Martedì 10 marzo, tutta l’Italia,è diventata zona rossa. Vivere in zona rossa significa risvegliarsi da un letargo di onnipotenza: noi che abbiamo sconfitto malattie rare ora dovemmo cambiare le nostre abitudini di vita per un miserrimo virus? No, non è possibile. Digitiamo su un qualsiasi motore di ricerca “Corona virus” e in un attimo sappiamo già di cosa si tratta. Un nuovo ceppo di coronavirus segnalato in Cina, a dicembre 2019. Ci sono sempre di mezzo i cinesi. Ma noi non siamo la Cina. Noi siamo l’Occidente ricco, evoluto, lindo e democratico. Il Corona non ci fa paura. Noi fieri abitanti del Vecchio Continente, eredi di quelli che andarono a colonizzare tutto il colonizzabile in nome del fardello dell’Uomo Bianco, vinceremo anche questa battaglia.

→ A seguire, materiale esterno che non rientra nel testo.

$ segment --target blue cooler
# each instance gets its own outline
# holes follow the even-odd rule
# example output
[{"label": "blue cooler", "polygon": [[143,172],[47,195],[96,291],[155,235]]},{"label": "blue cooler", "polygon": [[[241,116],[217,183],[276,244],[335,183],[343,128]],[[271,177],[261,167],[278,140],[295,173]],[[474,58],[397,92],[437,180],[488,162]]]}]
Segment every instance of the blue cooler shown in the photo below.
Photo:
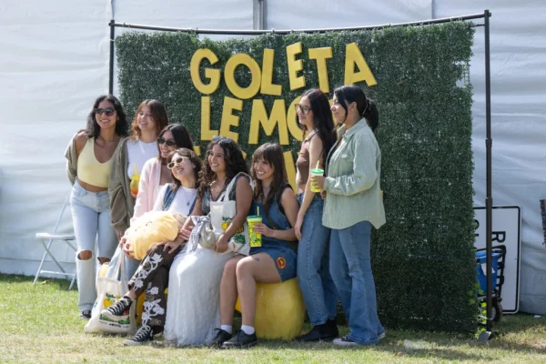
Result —
[{"label": "blue cooler", "polygon": [[[497,270],[499,269],[499,258],[500,258],[500,253],[491,253],[491,268],[493,271],[493,276],[491,278],[491,290],[494,290],[497,287]],[[484,269],[486,269],[486,252],[485,251],[477,251],[476,252],[476,270],[478,272],[478,281],[480,282],[480,288],[483,292],[487,288],[487,276],[485,275]],[[482,266],[483,265],[483,266]]]}]

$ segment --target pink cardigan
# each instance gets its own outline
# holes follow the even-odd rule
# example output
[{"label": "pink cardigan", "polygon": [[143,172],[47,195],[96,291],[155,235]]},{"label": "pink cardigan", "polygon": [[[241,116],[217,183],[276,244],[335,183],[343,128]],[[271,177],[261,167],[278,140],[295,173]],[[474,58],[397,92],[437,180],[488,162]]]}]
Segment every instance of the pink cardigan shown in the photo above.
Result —
[{"label": "pink cardigan", "polygon": [[[161,160],[157,157],[147,160],[142,167],[138,195],[135,202],[133,218],[136,218],[154,208],[154,203],[159,193],[161,178]],[[131,218],[131,221],[133,220]]]}]

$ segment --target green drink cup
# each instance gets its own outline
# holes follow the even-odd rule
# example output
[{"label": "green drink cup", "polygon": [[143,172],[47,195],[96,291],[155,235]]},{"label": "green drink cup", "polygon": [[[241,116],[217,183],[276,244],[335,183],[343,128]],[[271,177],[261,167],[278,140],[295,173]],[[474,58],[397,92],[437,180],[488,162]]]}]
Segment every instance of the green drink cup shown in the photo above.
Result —
[{"label": "green drink cup", "polygon": [[[313,168],[311,169],[311,176],[324,176],[324,169],[321,168]],[[311,183],[311,191],[312,192],[320,192],[320,188],[314,183]]]},{"label": "green drink cup", "polygon": [[254,231],[254,226],[256,224],[262,223],[261,216],[254,215],[247,217],[247,223],[248,224],[248,238],[250,239],[250,247],[261,247],[261,234]]}]

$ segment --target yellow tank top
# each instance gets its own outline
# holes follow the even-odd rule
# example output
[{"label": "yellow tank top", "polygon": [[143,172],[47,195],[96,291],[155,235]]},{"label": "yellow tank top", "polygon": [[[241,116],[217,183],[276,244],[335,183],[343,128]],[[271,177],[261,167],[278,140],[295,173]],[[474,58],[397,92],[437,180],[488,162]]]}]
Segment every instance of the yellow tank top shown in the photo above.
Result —
[{"label": "yellow tank top", "polygon": [[77,157],[77,179],[99,187],[107,187],[112,159],[100,163],[95,157],[95,138],[87,139]]}]

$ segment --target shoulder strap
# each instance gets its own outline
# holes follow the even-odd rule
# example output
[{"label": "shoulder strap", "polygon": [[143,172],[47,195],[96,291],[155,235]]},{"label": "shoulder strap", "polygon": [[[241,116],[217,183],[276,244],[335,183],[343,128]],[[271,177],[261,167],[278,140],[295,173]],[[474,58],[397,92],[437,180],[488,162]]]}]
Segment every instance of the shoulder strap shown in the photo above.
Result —
[{"label": "shoulder strap", "polygon": [[168,207],[170,207],[170,205],[173,203],[175,196],[177,195],[177,190],[173,191],[173,186],[175,186],[174,183],[167,185],[167,191],[165,191],[165,197],[163,197],[163,211],[167,211]]}]

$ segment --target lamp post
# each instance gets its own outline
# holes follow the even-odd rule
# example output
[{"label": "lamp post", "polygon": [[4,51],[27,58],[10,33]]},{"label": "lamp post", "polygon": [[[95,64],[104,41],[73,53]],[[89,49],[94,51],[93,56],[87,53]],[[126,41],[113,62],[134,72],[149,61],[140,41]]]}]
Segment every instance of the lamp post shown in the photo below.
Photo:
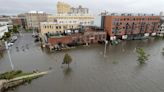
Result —
[{"label": "lamp post", "polygon": [[104,47],[104,57],[105,57],[105,55],[106,55],[106,46],[108,44],[108,41],[107,40],[104,40],[104,41],[105,41],[105,47]]},{"label": "lamp post", "polygon": [[9,47],[8,47],[6,41],[5,41],[5,46],[6,46],[6,49],[7,49],[7,54],[8,54],[9,61],[10,61],[10,66],[11,66],[12,70],[14,70],[14,65],[13,65],[13,63],[12,63],[11,56],[10,56],[10,50],[9,50]]}]

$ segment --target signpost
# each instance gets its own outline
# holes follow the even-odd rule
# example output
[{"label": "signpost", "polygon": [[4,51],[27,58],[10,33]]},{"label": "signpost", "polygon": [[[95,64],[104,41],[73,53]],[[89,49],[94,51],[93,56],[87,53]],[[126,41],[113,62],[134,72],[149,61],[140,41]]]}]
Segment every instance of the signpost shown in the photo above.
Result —
[{"label": "signpost", "polygon": [[9,50],[9,47],[8,47],[6,41],[5,41],[5,46],[6,46],[7,54],[8,54],[8,57],[9,57],[10,66],[11,66],[12,70],[14,70],[14,65],[13,65],[13,63],[12,63],[12,61],[11,61],[10,50]]},{"label": "signpost", "polygon": [[105,41],[105,47],[104,47],[104,57],[105,57],[105,55],[106,55],[106,46],[108,44],[108,41],[107,40],[104,40],[104,41]]}]

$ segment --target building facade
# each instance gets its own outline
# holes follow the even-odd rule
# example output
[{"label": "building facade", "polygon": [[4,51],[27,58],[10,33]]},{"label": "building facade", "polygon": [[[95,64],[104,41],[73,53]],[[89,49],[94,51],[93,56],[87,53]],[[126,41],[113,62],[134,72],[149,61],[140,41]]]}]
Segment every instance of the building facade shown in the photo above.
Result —
[{"label": "building facade", "polygon": [[57,14],[89,14],[89,9],[83,8],[81,5],[78,7],[72,7],[67,3],[58,2]]},{"label": "building facade", "polygon": [[76,23],[41,22],[41,35],[44,36],[45,33],[62,34],[65,30],[77,28],[79,28],[79,25]]},{"label": "building facade", "polygon": [[102,21],[110,40],[156,35],[160,26],[160,16],[154,15],[106,15]]},{"label": "building facade", "polygon": [[159,36],[164,36],[164,23],[161,24],[158,34]]},{"label": "building facade", "polygon": [[72,7],[70,9],[71,14],[89,14],[89,9],[88,8],[83,8],[81,5],[79,7],[75,8]]},{"label": "building facade", "polygon": [[75,33],[71,35],[66,35],[66,36],[59,36],[59,37],[54,37],[50,36],[48,37],[48,44],[50,46],[54,46],[57,44],[70,44],[70,43],[79,43],[79,44],[94,44],[98,43],[99,41],[104,41],[106,40],[106,32],[101,31],[101,30],[90,30],[85,31],[84,33]]},{"label": "building facade", "polygon": [[27,29],[39,29],[40,30],[40,22],[47,21],[48,14],[42,11],[30,11],[25,13],[25,18],[27,22]]},{"label": "building facade", "polygon": [[5,32],[8,32],[8,26],[0,24],[0,38],[2,38]]},{"label": "building facade", "polygon": [[91,15],[79,14],[63,14],[56,16],[48,16],[48,22],[57,22],[59,24],[79,24],[83,26],[91,26],[94,24],[94,17]]},{"label": "building facade", "polygon": [[58,14],[67,14],[70,12],[71,6],[64,2],[57,3],[57,13]]}]

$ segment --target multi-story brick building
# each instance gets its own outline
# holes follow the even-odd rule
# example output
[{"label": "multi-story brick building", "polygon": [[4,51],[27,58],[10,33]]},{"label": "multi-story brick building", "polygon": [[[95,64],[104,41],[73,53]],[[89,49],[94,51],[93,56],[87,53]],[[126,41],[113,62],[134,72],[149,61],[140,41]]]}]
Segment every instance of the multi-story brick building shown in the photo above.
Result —
[{"label": "multi-story brick building", "polygon": [[111,14],[102,17],[102,26],[110,40],[140,39],[149,35],[156,35],[160,26],[160,16]]},{"label": "multi-story brick building", "polygon": [[80,43],[80,44],[93,44],[99,41],[106,40],[106,32],[102,30],[93,30],[91,28],[86,28],[84,33],[73,33],[66,36],[49,36],[47,38],[48,44],[51,46],[69,43]]},{"label": "multi-story brick building", "polygon": [[27,29],[40,29],[40,22],[46,22],[48,16],[47,13],[42,11],[30,11],[24,15],[27,22]]}]

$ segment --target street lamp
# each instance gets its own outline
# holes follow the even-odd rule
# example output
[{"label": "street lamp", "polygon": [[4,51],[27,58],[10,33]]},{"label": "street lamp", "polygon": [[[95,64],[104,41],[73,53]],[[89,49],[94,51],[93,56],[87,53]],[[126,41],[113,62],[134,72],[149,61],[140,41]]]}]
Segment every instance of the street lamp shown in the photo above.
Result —
[{"label": "street lamp", "polygon": [[12,70],[14,70],[14,65],[13,65],[13,63],[11,61],[10,50],[9,50],[8,45],[7,45],[7,41],[5,41],[5,46],[6,46],[6,49],[7,49],[7,54],[8,54],[9,61],[10,61],[10,66],[11,66]]},{"label": "street lamp", "polygon": [[104,47],[104,57],[105,57],[105,55],[106,55],[106,46],[108,44],[108,41],[107,40],[104,40],[104,41],[105,41],[105,47]]}]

Oggi è il 5 aprile e tra 5 giorni è giusto un mese che l’Italia è stata dichiarata zona rossa. Oggi crediamo che, forse, andrà tutto bene. Noi che, secondo i dati dell’OCSE paghiamo pegno per un altissimo analfabetismo di ritorno, abbiamo imparato a tenere testa a infettivologi e virologi, ma dobbiamo ancora capire come il corona sta minando i nostri equilibri psichici, mettendoci di fronte alle nostre debolezze. Per non confrontarci con noi stessi in un silenzio assordante, stiamo imparando a “spostare” la questione: setacciamo Amazon alla ricerca di cyclette, meditiamo, leggiamo, cuciniamo installiamo su tutti i dispositivi di casa google meet, duo e zoom, perché in questo momento dobbiamo assicurarci che tutti i nostri contatti, reali e virtuali non sono stati ancora contaminati. Ma prima o poi arriva il momento in cui scopri che qualcuno che conoscevi, magari anche non benissimo, ci è dentro fino al collo. In quel momento ti senti nuda di fronte a qualcosa che è più grande di te. E allora fai quello che oggi non si fa perché non è figo mostrare le proprie debolezze: urli e piangi perché temi che prima o poi Lui ti possa toccare più da vicino ghermendo gli affetti a te cari. Ma quando hai pianto tutte le tue lacrime, il miracolo. Ti alzi, ti asciughi le lacrime, indossi la tuta e ti fiondi sulla cyclette. E mentre pedali, ripassi mentalmente gli impegni dell’indomani: videolezione al mattino, cyclette, pranzo, relax, lettura, mandala, meditazione, shopping on line, film e cena. Perchè è cosi, perché sei parte di quell’ingranaggio che è la vita e che è straordinariamente avido di sé stesso e di continuare. E tu, per te stesso e per tutti quelli che non ci sono piu, hai il dovere di continuare a vivere.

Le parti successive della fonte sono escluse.